4chan Python Library

BASC-py4chan is a Python library that gives access to the 4chan API and an object-oriented way to browse and get board and thread information quickly and easily.

Originally written by Edgeworth, the library has been adopted and extended by Bibliotheca Anonoma.

Warning

If you have an old application written to use the original py4chan, Bibliotheca Anonoma also maintains a py-4chan fork on legacy support, only to be updated for URL changes without any new features. This fork is also linked to the original PyPi package, and updating py-4chan using pip will give you the latest version of this fork.

However, we recommend that all users switch to the new BASC-py4chan. This module is more Pythonic, has better support, documentation, and will be gaining new features.

The BASC-py4chan repository is located on Github, where pull requests and issues can be submitted.

Getting Help
If you want help, or you have some trouble using this library, our primary IRC channel is #bibanon on irc.rizon.net.
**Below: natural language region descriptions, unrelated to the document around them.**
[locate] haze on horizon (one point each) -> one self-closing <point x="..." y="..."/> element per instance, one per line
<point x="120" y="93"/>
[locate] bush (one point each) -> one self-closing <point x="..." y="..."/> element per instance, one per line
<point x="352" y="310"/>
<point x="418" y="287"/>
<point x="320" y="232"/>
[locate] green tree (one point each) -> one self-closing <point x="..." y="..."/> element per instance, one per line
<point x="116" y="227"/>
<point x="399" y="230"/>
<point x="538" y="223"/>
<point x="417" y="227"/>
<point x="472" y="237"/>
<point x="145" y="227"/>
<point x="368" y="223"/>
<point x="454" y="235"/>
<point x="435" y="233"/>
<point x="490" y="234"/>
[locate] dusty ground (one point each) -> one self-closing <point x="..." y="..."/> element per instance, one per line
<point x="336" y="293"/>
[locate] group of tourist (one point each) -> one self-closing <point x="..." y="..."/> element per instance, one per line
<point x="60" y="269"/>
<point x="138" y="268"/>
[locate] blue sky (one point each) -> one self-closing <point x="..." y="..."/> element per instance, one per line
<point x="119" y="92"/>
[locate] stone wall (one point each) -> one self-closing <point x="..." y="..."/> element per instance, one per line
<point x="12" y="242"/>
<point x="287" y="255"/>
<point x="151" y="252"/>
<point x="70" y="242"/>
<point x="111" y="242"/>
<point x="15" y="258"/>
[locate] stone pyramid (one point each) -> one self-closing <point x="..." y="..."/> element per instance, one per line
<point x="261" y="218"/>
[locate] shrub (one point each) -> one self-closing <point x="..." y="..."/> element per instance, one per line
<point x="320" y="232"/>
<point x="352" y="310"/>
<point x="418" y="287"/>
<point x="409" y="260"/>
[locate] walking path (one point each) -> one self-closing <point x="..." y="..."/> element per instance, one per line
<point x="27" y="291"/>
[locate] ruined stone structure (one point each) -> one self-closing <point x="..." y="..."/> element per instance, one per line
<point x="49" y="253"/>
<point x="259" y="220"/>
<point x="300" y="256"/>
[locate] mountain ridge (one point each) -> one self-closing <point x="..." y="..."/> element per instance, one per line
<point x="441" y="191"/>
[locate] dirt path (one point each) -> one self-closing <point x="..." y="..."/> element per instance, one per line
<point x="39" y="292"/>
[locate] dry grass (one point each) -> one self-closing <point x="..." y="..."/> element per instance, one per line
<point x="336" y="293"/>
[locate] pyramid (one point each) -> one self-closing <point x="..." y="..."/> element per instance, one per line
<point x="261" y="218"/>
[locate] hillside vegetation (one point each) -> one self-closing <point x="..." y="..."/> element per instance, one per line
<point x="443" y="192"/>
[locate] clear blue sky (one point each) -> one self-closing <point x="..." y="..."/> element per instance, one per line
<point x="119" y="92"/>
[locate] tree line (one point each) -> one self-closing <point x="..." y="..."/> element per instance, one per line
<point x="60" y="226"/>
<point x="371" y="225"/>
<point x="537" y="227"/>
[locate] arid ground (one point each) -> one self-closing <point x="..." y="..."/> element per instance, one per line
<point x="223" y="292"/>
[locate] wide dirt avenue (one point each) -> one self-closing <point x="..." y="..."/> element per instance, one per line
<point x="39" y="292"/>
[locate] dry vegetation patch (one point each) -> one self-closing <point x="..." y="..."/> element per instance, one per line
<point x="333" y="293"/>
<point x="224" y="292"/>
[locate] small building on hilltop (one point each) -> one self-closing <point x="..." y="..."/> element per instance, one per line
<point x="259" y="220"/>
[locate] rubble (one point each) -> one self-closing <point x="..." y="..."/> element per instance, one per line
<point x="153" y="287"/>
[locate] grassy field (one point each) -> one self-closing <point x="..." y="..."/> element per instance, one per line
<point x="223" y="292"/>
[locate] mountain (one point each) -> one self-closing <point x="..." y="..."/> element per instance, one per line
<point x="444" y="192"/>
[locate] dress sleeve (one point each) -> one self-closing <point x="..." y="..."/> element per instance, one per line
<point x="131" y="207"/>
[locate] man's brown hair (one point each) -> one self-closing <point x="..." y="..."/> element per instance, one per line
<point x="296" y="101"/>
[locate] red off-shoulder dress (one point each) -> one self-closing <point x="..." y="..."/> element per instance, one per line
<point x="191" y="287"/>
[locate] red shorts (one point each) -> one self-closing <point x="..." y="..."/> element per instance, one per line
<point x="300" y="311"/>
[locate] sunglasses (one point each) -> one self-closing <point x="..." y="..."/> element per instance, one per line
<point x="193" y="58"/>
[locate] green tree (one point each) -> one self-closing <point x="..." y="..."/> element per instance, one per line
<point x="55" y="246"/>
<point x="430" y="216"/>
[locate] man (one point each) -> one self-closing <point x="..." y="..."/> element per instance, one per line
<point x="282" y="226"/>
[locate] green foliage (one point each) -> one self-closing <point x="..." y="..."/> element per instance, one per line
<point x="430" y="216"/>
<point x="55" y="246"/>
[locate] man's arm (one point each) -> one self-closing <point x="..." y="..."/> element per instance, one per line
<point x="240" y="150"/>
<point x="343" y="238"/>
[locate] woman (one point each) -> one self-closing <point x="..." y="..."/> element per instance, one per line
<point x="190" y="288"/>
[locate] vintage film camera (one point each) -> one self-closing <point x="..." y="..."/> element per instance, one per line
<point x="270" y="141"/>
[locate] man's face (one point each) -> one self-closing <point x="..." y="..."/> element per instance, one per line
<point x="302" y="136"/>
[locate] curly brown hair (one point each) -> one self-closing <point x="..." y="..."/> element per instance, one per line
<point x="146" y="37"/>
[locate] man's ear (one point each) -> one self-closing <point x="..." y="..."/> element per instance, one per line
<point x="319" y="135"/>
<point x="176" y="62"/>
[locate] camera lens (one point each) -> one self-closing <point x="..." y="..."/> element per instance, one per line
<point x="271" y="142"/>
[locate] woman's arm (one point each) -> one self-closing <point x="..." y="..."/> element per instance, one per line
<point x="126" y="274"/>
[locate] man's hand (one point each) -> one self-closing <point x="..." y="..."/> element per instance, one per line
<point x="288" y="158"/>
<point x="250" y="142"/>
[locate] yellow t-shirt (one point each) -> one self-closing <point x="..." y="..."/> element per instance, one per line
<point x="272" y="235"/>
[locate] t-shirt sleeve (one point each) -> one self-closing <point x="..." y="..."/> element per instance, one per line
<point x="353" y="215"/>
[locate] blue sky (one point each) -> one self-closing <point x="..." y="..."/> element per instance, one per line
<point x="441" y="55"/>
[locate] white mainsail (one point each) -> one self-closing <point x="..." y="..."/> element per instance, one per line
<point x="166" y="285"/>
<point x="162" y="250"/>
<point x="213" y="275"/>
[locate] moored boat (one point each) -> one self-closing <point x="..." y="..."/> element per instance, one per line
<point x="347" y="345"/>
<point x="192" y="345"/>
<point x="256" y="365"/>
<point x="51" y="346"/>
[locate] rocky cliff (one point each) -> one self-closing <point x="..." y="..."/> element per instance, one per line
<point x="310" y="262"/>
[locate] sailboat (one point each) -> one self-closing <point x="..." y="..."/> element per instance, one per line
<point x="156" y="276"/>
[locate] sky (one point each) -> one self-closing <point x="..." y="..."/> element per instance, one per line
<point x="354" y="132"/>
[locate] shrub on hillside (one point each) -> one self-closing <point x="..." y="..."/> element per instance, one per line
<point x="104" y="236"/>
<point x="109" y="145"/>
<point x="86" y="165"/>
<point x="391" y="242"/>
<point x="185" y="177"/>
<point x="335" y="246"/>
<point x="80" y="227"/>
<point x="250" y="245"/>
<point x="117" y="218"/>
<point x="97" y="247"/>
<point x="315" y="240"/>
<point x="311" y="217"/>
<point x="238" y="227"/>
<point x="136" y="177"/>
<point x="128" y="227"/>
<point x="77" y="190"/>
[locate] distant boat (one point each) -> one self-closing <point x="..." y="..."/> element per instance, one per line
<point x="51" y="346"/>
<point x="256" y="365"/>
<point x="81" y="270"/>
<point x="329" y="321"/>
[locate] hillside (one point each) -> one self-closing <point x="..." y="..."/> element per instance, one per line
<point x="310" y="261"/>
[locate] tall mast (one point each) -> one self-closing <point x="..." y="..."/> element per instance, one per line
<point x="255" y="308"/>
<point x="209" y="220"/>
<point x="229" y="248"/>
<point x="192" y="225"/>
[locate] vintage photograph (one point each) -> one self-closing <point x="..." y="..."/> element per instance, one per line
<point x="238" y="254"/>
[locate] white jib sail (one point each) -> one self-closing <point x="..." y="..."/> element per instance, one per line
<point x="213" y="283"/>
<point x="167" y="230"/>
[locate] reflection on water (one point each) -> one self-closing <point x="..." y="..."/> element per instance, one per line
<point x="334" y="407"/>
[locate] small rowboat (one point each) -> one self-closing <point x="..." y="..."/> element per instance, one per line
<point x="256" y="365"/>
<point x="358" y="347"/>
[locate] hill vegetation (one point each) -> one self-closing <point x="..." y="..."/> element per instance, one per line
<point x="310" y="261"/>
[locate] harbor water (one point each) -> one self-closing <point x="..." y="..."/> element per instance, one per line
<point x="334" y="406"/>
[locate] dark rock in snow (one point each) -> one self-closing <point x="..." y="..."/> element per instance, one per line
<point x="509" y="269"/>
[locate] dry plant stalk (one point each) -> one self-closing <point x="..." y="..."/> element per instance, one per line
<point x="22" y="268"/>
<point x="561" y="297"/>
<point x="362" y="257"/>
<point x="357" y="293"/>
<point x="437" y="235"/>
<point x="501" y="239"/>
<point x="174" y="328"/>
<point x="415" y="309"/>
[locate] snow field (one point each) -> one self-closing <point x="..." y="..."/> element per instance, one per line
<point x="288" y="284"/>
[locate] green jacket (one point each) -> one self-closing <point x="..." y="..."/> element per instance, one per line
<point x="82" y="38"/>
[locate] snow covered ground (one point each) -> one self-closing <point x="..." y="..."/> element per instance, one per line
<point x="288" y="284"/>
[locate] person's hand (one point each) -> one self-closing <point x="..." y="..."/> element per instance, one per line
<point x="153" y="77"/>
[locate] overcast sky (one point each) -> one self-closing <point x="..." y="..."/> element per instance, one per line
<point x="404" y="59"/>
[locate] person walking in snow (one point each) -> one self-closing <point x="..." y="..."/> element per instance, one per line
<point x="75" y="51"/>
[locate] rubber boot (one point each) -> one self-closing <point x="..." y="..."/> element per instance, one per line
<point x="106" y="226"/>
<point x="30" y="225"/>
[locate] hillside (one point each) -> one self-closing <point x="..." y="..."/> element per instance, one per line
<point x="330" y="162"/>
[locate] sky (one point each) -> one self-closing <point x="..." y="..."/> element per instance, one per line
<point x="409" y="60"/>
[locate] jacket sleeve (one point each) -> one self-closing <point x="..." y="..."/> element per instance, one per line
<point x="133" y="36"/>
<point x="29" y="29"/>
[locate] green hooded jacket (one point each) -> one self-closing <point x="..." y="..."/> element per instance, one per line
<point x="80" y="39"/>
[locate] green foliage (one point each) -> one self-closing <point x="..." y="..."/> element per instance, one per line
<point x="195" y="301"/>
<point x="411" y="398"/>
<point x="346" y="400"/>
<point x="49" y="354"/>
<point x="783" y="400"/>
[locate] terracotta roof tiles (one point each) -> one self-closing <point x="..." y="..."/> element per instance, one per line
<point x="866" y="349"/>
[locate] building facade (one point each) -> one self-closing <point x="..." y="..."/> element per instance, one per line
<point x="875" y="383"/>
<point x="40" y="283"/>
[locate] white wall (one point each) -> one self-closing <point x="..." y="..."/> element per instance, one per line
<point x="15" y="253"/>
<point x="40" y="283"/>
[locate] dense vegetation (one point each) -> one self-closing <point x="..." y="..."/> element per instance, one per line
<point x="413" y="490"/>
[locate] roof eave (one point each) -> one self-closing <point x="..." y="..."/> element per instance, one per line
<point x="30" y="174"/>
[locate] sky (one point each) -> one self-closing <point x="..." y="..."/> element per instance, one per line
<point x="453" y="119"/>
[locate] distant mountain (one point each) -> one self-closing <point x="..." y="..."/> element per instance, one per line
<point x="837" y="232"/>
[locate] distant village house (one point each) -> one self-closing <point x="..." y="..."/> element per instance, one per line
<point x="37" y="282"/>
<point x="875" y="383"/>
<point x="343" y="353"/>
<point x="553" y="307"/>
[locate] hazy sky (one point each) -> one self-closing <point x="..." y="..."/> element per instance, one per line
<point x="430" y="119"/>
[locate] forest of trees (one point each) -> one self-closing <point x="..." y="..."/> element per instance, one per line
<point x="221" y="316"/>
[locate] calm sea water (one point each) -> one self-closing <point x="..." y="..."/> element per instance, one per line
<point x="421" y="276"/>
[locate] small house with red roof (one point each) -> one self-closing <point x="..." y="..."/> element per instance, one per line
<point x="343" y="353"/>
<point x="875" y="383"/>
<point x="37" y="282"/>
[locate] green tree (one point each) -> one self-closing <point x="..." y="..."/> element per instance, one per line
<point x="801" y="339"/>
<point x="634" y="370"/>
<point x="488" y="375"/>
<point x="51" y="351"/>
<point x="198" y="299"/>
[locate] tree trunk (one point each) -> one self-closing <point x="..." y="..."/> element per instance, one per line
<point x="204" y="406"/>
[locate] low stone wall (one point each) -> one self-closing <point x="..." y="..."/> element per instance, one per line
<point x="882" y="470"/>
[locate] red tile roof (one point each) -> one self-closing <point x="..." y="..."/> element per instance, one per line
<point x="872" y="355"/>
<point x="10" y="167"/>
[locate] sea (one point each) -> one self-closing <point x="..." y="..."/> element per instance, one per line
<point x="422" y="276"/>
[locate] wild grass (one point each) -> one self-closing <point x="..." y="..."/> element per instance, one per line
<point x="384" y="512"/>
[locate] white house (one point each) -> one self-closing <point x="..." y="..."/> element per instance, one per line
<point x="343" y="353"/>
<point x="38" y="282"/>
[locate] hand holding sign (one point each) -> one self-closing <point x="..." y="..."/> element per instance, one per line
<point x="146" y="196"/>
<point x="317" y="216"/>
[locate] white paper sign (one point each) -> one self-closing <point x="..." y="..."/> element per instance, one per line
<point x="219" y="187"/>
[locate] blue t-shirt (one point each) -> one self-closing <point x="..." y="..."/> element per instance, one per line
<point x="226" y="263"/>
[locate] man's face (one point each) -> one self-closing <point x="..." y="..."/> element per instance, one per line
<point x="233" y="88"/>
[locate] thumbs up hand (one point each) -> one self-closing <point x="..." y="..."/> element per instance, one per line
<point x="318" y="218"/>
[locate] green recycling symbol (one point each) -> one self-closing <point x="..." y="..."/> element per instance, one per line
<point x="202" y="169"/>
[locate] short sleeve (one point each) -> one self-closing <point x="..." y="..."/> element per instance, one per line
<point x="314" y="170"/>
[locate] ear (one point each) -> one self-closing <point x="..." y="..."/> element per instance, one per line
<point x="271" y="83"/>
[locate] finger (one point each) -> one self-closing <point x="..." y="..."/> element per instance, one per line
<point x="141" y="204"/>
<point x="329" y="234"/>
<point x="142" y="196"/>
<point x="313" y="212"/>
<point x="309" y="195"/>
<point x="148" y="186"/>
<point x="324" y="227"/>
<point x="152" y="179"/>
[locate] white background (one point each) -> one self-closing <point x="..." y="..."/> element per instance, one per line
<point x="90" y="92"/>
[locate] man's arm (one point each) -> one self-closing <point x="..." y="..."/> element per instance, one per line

Simply head in there and talk to dan or antonizoon. Otherwise, you can put a issue on our Github Issue Tracker and we’ll respond as soon as we can!

General Documentation

Tutorial

When using BASC-py4chan, it can be a bit hard to find where to begin. Here, we run through how to create and use the various objects available in this module.

Boards

basc_py4chan.Board is the first thing you create when using BASC-py4chan. Everything else is created through that class. The most basic way to create a board is as below:

board = basc_py4chan.Board('tg')

This creates a basc_py4chan.Board object that you can then use to create basc_py4chan.Thread and basc_py4chan.Post objects.

But what sort of things does a basc_py4chan.Board object let you do?

Here’s a short code snippet of us printing out how many threads are active on a board:

board = basc_py4chan.Board('tg')
thread_ids = board.get_all_thread_ids()
str_thread_ids = [str(id) for id in thread_ids]  # need to do this so str.join below works
print('There are', len(all_ids), 'active threads on /tg/:', ', '.join(str_thread_ids))

Threads

Listing how many threads exist on a board is all well and good, but most people want to actually get threads and do things with them. Here, we’ll describe how to do that.

All basc_py4chan.Thread objects are created by a basc_py4chan.Board object, using one of the basc_py4chan.Board.get_thread() methods.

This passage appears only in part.